The budget includes $639 million for initiatives to promote students’ educational success and attract workers to the education network, plus nearly $392 million for higher education training, labour market integration and research, including $150 million to promote engineering and information technology disciplines and $132 million to extend employment assistance allowances.

Additional measures cover the training and qualification of childcare educators, expansion of medical school cohorts, integration of immigrants into the workforce, development of the Indigenous workforce and extra funding for university research. For HR, these initiatives aim to reinforce long‑term talent pipelines in critical occupations, potentially easing future recruitment challenges in healthcare, education, STEM and childcare.

Cost of living, social supports and infrastructure

Also, more than $3.6 billion is being invested to “ensure the well‑being of Quebecers and strengthen the vitality of communities,” including nearly $2.4 billion to help residents cope with the rising cost of living.

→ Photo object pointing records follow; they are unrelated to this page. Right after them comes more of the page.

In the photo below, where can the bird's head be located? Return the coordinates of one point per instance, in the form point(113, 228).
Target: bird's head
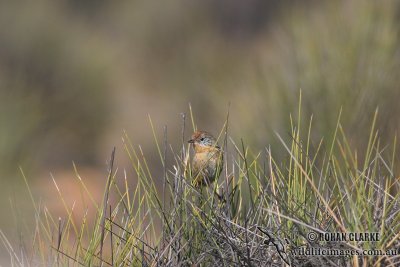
point(203, 139)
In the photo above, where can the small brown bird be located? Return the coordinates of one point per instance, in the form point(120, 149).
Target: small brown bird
point(208, 159)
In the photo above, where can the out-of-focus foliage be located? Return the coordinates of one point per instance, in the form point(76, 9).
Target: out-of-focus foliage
point(73, 74)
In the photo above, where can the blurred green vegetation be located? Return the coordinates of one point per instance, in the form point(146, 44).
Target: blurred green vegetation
point(73, 74)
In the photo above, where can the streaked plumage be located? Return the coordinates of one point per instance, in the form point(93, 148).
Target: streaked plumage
point(207, 162)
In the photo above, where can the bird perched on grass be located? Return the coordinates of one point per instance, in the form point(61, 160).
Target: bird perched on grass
point(208, 159)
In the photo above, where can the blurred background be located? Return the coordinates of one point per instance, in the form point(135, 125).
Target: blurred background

Measures include converting 5 000 non‑subsidised childcare spaces, capping school tax increases at 3%, supporting access to housing, and addressing homelessness, mental health and domestic and sexual violence.

The Quebec Infrastructure Plan will increase by over $5 billion to $167 billion over six years, focused on health, education, public transit, the road network and digital transformation of public bodies, with 71% going to maintaining existing assets. These social and infrastructure investments will shape employees’ daily realities — from commuting and childcare to mental health — and will be central to how HR designs benefits, flexible work and broader people strategies.

Following the release of the budget, the Fédération de la santé et des services sociaux (FSSS‑CSN) said that after the March 2025 budget it “regretted that, by bringing down an austere budget, the CAQ government was asking Quebecers to get used to inadequate services” and warned that holding health‑and‑social‑services growth below system costs would further degrade care.

The group explicitly opposed solving deficits with cuts in the public health and social‑services network and called for planning exercises on workforce and resources before Budget 2026‑2027.

The Quebec government should focus on restraining public‑sector wages and benefits as it prepares its next budget amid mounting deficits and rising debt, the Fraser Institute previously said.